Testerzy relacjonują

Kleń na ciężko

SPIS TREŚCI

Prolog

Gdy cicho i ostrożnie schodził stromym brzegiem w kierunku rzeki, słońce jeszcze nawet najmniejszym rąbkiem nie wzeszło ponad horyzont. W końcu pokonał ostatnie zarośla i stanął tuż nad wodą. Nagrzana poprzedniego dnia woda parowała intensywnie, nie pozwalało to wiele zobaczyć. Znał jednak tę miejscówkę na pamięć. Wąski i płytki pas wody oddzielał go od odkrytej przez niżówkę rafy - za nią pędził główny nurt rzeki. Spokojnie wszedł na wolne miejsce pomiędzy dużymi wierzbami, gdzie zawsze rozkładał wędzisko a następnie ubierał wodery. Już w czasie tych przygotowań czujne ucho wychwyciło pierwsze poranne uderzenia boleni. Wszedł na rafę i wolnym krokiem skierował się w dół rzeki aż do miejsca, gdzie rafę zaczęła zakrywać woda i pędziła już całą szerokością koryta rzeki. Brodził wzdłuż brzegu, jego wzrok był skierowany w przeciwległy, gdzie w zatoczce boleniowy balet nabierał na sile z każdą minutą. Poniżej zatopionych drzew, o których obecności wyraźnie mówiły wystające ponad wodę konary gromadziło się ogromne stado uklei, rybki zajmowały całą zatokę. Miejscówkę tę systematycznie, wręcz z zegarmistrzowska precyzją odwiedzał jeden z grupy boleni, które nie bez powodu kręciły się w bliskim sąsiedztwie uklejowej zatoczki.

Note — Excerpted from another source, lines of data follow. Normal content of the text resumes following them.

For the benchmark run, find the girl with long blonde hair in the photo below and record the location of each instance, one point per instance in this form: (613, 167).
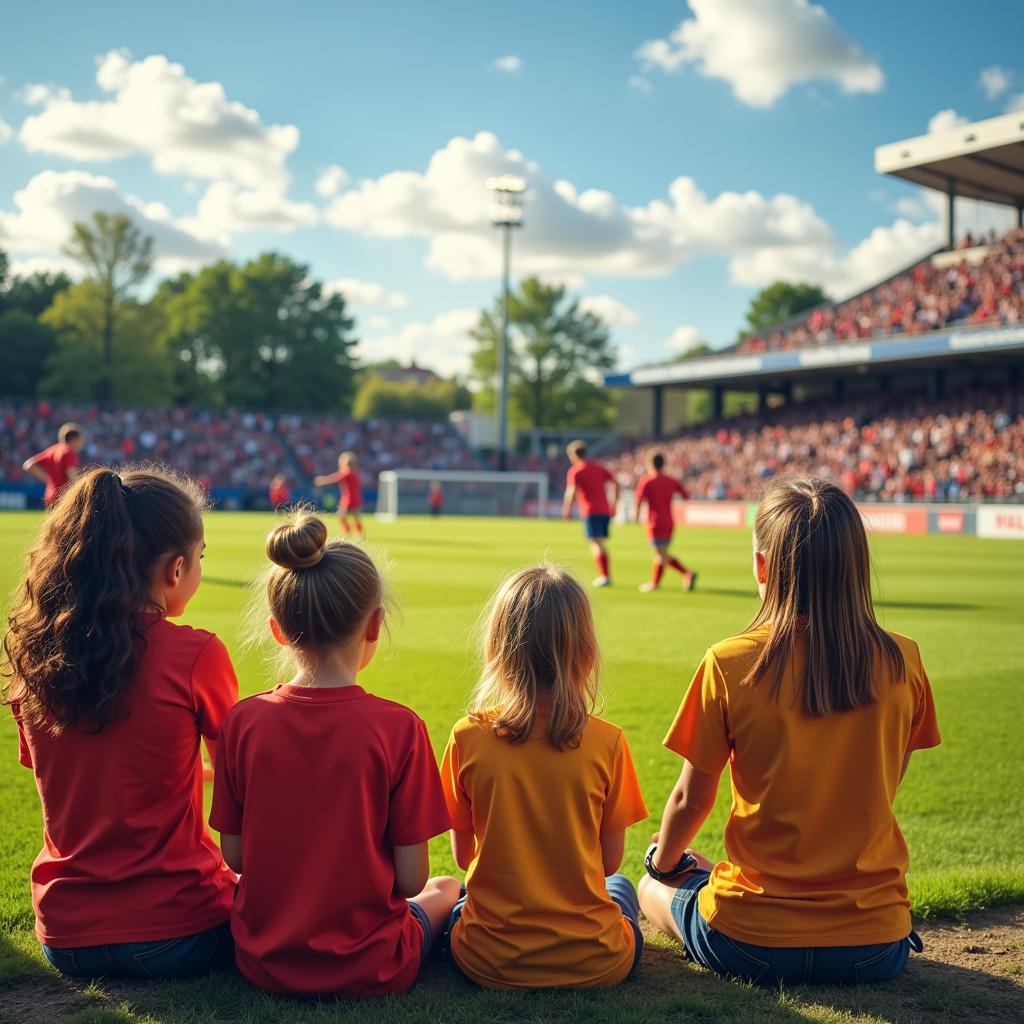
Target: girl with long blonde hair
(816, 709)
(541, 793)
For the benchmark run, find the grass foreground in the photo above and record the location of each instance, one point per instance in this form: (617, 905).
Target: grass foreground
(961, 806)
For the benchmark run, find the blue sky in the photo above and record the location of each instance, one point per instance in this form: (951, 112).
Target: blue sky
(678, 156)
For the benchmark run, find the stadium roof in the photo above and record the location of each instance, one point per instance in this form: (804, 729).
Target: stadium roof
(983, 161)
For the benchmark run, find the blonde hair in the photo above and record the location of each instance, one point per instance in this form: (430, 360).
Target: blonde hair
(318, 591)
(540, 649)
(818, 590)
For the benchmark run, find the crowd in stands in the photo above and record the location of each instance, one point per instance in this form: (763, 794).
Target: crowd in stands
(887, 449)
(226, 448)
(379, 443)
(925, 298)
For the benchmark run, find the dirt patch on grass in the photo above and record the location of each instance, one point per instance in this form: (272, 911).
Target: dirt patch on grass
(970, 972)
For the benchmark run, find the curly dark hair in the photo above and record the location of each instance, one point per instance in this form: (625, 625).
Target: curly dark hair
(74, 639)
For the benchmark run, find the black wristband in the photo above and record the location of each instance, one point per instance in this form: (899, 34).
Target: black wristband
(686, 863)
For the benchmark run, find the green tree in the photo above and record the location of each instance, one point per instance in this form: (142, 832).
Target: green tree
(33, 294)
(386, 399)
(778, 302)
(138, 369)
(262, 334)
(557, 355)
(117, 257)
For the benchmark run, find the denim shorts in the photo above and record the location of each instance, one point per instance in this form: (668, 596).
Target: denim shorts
(620, 889)
(770, 965)
(178, 957)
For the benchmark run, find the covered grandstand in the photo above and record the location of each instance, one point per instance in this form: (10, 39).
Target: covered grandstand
(950, 322)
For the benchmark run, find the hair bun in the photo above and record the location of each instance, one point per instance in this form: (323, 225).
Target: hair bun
(300, 544)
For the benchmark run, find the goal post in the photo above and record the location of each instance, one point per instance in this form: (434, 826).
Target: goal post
(407, 492)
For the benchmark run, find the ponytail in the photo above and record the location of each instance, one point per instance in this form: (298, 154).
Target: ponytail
(74, 639)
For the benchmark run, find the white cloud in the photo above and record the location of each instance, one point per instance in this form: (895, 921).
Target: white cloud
(886, 251)
(567, 232)
(366, 293)
(48, 206)
(613, 312)
(156, 110)
(944, 120)
(762, 48)
(442, 344)
(683, 338)
(225, 209)
(509, 64)
(331, 181)
(994, 81)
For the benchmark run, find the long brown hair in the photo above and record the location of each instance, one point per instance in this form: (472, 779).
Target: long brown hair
(318, 591)
(818, 590)
(74, 642)
(540, 647)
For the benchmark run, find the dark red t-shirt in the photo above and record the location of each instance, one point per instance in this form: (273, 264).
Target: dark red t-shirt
(56, 461)
(322, 784)
(657, 489)
(348, 485)
(126, 856)
(589, 478)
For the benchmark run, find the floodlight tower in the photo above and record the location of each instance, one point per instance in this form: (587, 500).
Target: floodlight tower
(508, 190)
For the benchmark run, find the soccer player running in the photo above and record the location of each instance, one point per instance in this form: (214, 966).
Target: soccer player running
(349, 492)
(588, 480)
(656, 489)
(57, 464)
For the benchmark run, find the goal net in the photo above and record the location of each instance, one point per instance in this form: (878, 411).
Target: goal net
(415, 492)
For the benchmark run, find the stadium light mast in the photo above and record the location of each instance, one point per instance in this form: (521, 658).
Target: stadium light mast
(508, 190)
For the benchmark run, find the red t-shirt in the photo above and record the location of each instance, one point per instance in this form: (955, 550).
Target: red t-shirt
(55, 461)
(126, 856)
(657, 489)
(322, 784)
(589, 478)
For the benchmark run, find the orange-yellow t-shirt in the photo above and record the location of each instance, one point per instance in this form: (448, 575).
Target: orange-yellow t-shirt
(815, 856)
(538, 913)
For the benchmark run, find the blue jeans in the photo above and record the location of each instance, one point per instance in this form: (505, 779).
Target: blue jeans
(180, 957)
(620, 889)
(770, 966)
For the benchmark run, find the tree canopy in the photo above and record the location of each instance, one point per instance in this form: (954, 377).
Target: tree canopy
(557, 357)
(779, 301)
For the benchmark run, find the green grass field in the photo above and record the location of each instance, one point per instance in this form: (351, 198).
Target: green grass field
(961, 807)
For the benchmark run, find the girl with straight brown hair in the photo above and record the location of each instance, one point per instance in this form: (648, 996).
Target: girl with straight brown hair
(541, 793)
(816, 709)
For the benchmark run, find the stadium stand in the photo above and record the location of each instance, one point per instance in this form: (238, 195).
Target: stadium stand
(227, 450)
(987, 289)
(967, 448)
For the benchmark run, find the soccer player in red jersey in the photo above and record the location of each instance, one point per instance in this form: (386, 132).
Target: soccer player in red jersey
(279, 493)
(57, 464)
(588, 480)
(349, 492)
(656, 489)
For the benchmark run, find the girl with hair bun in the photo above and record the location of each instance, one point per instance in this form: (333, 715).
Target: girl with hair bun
(326, 796)
(112, 699)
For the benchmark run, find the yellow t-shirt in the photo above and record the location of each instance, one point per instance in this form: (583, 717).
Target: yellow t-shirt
(815, 855)
(538, 913)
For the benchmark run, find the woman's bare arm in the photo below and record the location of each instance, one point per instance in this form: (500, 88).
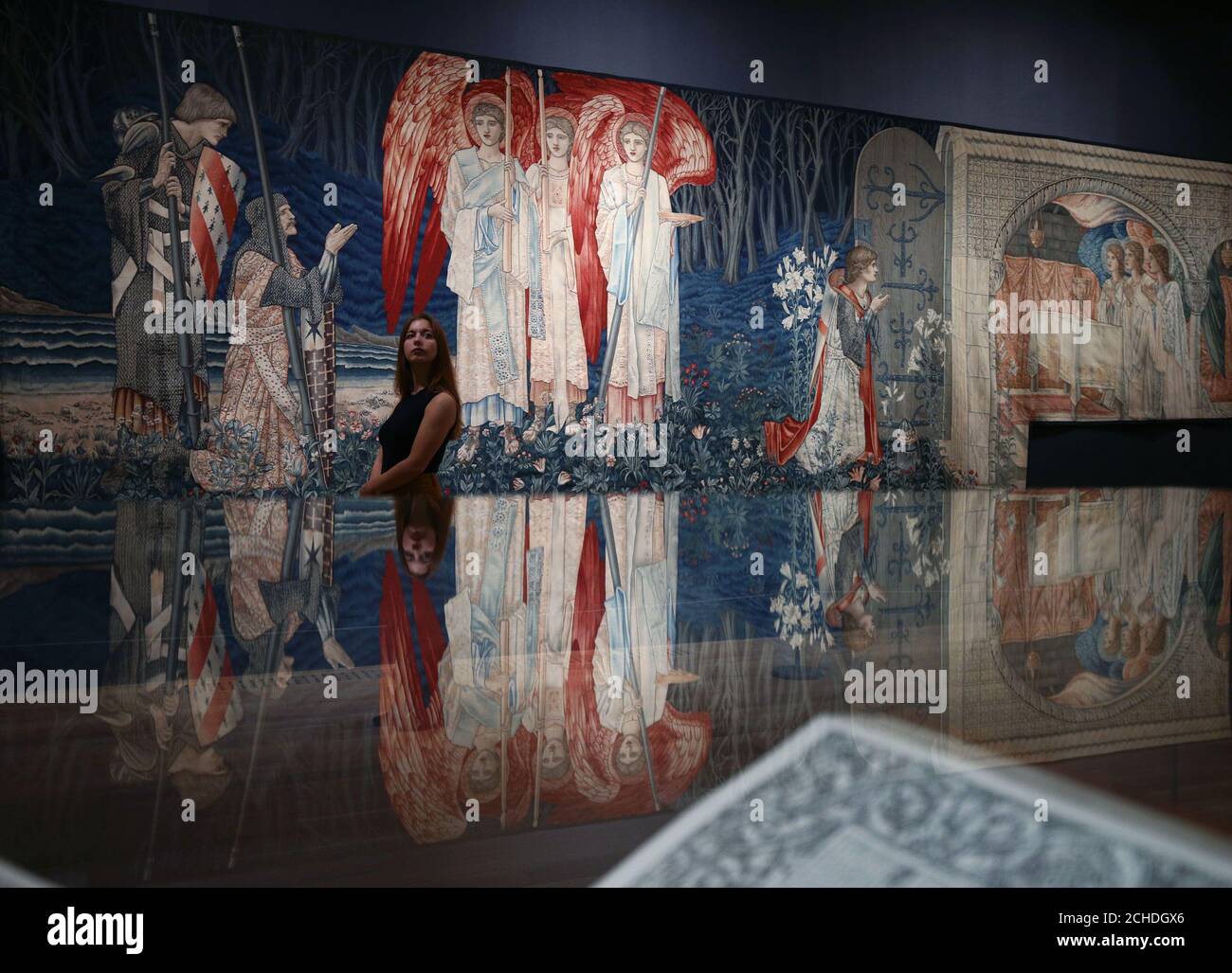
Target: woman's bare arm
(438, 422)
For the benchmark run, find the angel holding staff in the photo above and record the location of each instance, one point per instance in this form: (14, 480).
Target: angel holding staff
(448, 135)
(558, 355)
(461, 140)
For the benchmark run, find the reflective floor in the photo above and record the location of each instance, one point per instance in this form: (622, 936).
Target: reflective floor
(513, 690)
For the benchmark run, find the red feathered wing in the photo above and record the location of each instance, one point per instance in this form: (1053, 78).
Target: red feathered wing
(424, 127)
(682, 153)
(423, 130)
(420, 765)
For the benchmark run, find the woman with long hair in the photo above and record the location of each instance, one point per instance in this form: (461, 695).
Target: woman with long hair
(413, 438)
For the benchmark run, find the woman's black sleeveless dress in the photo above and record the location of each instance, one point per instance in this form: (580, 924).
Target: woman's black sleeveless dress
(398, 432)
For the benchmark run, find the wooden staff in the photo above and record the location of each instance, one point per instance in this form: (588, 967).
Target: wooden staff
(184, 343)
(508, 251)
(504, 723)
(635, 223)
(543, 185)
(290, 327)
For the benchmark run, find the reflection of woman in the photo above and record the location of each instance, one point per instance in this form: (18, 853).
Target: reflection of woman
(413, 438)
(492, 300)
(1169, 339)
(558, 356)
(642, 272)
(1137, 323)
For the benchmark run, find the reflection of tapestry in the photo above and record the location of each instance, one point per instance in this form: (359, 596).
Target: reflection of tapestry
(1219, 505)
(1033, 612)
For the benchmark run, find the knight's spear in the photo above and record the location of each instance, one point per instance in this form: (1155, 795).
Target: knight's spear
(619, 635)
(184, 341)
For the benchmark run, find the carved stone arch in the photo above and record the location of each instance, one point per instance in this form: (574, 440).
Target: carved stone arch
(1195, 274)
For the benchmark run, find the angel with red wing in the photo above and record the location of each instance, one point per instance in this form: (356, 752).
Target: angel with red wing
(615, 121)
(443, 758)
(459, 139)
(558, 353)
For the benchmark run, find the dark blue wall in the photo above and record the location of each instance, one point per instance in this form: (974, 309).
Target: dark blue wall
(1152, 78)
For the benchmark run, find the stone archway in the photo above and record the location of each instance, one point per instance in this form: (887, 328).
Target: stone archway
(1195, 290)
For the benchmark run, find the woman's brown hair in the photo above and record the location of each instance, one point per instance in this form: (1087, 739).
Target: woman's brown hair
(1165, 262)
(859, 258)
(442, 374)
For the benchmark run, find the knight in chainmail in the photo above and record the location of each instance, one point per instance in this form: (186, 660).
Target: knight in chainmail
(258, 443)
(148, 394)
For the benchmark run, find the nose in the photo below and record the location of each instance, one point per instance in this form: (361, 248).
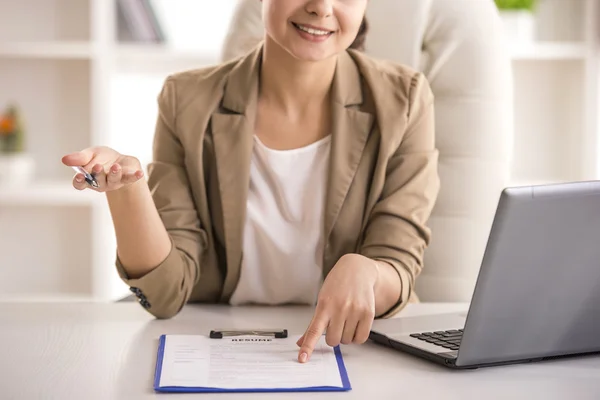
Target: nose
(320, 8)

Wybrał przynętę, jeszcze raz spojrzał na zatokę i posłał woblera blisko zatopionych drzew. Pierwsze rzuty nie przyniosły efektu. Jednak z każdym następnym coraz bardziej wierzył w sukces. Wiedział, jak niewiele brakuje, by zrozumiał panującą chwilę; wiara, spokój i cierpliwość wynagrodziły go w kolejnym rzucie. Gdy po zetknięciu się woblera z powierzchnią wody rozpoczął prowadzenie poczuł mocne typowo boleniowe uderzenie. Nurt wody pomógł mu sprowadzić rybę kilka metrów w dół i uchronić żyłkę przed tragicznym kontaktem z zaczepami. Dalej było już łatwiej, „nieskażony" zaczepami nurt pozwalał na pewny hol. W końcu ją zobaczył - wywinęła koziołka na powierzchni. Właśnie ten z pozoru normalny rybi manewr wzbudził w nim sporo niepokoju; nie wiedział, dlaczego płetwy bolenia są intensywnie czerwone. Wszystko się wyjaśniło, gdy po kolejnej minucie swoją dłonią objął kark medalowego klenia – to on pochwycił dużego, typowo boleniowego woblera.